The Ummah’s Awakening: Signs of Hope and What We Must Do Now

Despair is exactly what the enemies of this Ummah want you to feel. A despairing person does not act. A despairing people do not rise. But look beneath the surface — the Ummah is not dying. It is waking up.

Picture of Imtinan Ahmad

Imtinan Ahmad

Founder, The Fikr Movement

If you look only at the surface — the wars, the poverty, the political dysfunction, the corruption in Muslim leadership — it is easy to despair. And despair is exactly what the enemies of this Ummah want you to feel. A despairing person does not act. A despairing people do not rise. Despair is the most effective weapon ever deployed against a civilisation.

But look beneath the surface. Look at what is actually happening. In the last decade, millions of Muslims around the world — particularly the young — have returned to their deen with a depth and a seriousness that their parents’ generation did not have. Mosques in the West are full of converts. Islamic scholarship is being produced in languages and formats the world has never seen before. The Ummah is not dying. It is, in many ways, waking up.

The Signs You May Have Missed

The global boycott movement against companies complicit in occupation — led significantly by ordinary Muslim consumers — has cost major corporations billions. This is not a small thing. Economic pressure, when organised and sustained, changes behaviour. The fact that ordinary people, with no political power, could move markets — this is a new kind of Muslim agency.

The explosion of Islamic content — podcasts, lectures, books, social media — means that for the first time in centuries, a Muslim in rural Pakistan and a Muslim in suburban Toronto are accessing the same scholarship, the same ideas, the same conversations about identity, faith, and global affairs. The Ummah has never been more informationally connected. Information is the beginning of organisation.

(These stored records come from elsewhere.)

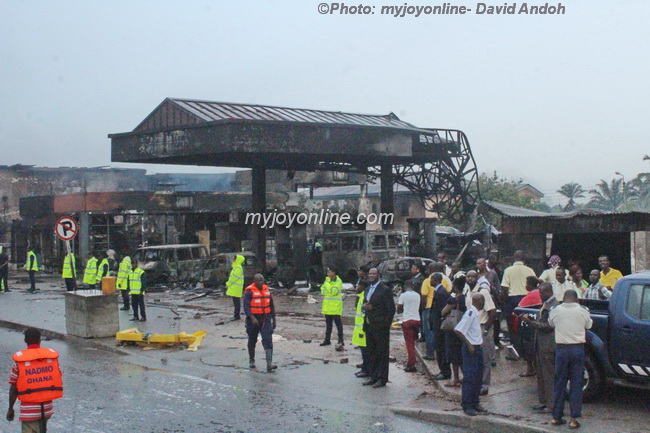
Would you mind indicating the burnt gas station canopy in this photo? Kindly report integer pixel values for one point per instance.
(436, 164)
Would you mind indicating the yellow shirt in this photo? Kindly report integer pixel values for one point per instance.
(428, 291)
(514, 278)
(610, 279)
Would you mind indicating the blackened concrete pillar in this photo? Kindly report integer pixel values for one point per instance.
(387, 199)
(258, 182)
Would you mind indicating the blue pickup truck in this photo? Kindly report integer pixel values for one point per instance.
(618, 344)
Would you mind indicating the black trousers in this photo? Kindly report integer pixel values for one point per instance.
(138, 303)
(378, 344)
(441, 349)
(32, 279)
(4, 275)
(125, 299)
(70, 284)
(237, 303)
(329, 318)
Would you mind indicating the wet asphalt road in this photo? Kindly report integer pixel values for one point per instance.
(105, 392)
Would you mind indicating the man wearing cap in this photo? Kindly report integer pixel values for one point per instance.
(548, 276)
(332, 290)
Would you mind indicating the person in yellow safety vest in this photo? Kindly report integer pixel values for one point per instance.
(122, 282)
(69, 273)
(90, 274)
(102, 269)
(35, 380)
(31, 265)
(332, 290)
(4, 271)
(358, 335)
(137, 283)
(235, 285)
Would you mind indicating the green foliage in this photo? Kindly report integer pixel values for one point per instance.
(495, 188)
(571, 191)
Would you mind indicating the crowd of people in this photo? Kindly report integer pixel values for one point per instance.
(458, 314)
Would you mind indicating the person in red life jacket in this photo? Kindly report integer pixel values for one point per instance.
(260, 318)
(35, 380)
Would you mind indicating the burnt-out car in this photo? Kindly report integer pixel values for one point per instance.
(170, 263)
(216, 271)
(395, 271)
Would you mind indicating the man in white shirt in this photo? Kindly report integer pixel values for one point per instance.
(570, 321)
(408, 305)
(561, 284)
(487, 317)
(470, 333)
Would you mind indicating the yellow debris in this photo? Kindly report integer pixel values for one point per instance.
(147, 340)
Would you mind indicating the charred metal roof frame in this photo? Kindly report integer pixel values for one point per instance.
(436, 164)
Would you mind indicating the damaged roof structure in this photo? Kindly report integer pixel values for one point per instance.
(579, 236)
(435, 164)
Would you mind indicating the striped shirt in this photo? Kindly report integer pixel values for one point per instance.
(30, 411)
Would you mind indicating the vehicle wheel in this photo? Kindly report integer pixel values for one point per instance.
(397, 287)
(594, 380)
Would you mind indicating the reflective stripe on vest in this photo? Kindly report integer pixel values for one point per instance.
(358, 335)
(123, 273)
(39, 377)
(68, 266)
(261, 300)
(90, 274)
(100, 270)
(34, 266)
(333, 296)
(135, 281)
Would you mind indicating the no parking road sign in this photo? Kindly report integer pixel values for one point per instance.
(66, 228)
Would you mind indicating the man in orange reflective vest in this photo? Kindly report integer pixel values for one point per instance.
(35, 380)
(260, 318)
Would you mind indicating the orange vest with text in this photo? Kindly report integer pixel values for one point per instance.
(261, 301)
(39, 377)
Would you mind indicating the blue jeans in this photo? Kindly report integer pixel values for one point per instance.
(569, 367)
(429, 334)
(472, 377)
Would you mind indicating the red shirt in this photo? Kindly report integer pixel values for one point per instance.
(532, 298)
(30, 411)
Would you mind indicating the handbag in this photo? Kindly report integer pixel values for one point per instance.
(451, 320)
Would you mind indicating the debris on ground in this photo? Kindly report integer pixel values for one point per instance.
(150, 341)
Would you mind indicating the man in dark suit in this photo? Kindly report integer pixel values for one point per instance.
(379, 307)
(544, 348)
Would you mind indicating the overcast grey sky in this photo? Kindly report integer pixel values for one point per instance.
(550, 99)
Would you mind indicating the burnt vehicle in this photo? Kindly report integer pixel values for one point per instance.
(216, 270)
(171, 263)
(348, 250)
(395, 271)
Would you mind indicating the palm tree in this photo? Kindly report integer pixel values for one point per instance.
(610, 197)
(640, 190)
(571, 191)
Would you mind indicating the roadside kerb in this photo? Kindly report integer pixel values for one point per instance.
(431, 374)
(108, 345)
(475, 424)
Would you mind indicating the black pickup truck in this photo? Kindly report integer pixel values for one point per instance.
(618, 344)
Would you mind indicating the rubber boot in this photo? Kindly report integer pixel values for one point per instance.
(269, 360)
(251, 357)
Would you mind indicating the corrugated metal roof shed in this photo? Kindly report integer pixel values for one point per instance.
(183, 112)
(520, 212)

“A people who know their Lord, know their history, and know their purpose — cannot be permanently defeated.”

What the Quran Says About This Moment

Allah’s promise is not vague. It is specific. “And We wanted to confer favour upon those who were oppressed in the land and make them leaders and make them inheritors.” — Quran 28:5. This verse was revealed about Bani Israel under Pharaoh. But it is a universal law. The oppressed — if they hold to their covenant with Allah — will be made inheritors of the earth.

The condition is crucial: “if they hold to their covenant with Allah.” Not if they have the best army. Not if they have the most money. Not if the geopolitics are favourable. If they hold to their covenant. That covenant is Salah. That covenant is honesty. That covenant is justice. That covenant is the Quran — lived, not merely recited.

Your Role in the Ummah’s Story

History is not made only by generals and politicians. It is made by mothers who raise children with iman. By teachers who tell the truth in classrooms. By businessmen who refuse to deal in haram. By scholars who speak when silence would be safer. By ordinary Muslims who — in the privacy of their bedrooms, in the middle of the night — make sujud and weep for their Ummah.

You are part of this Ummah. Not a spectator — a participant. Every good deed you do strengthens the collective body. Every time you choose halal over haram, you are making a political statement. Every time you make du’a for your brothers and sisters in Kashmir, in Gaza, in Yemen — you are exercising a power that no superpower can block, no algorithm can suppress.

“The Ummah’s darkest hour has always come just before its greatest dawn. Do not mistake the darkness for the end.”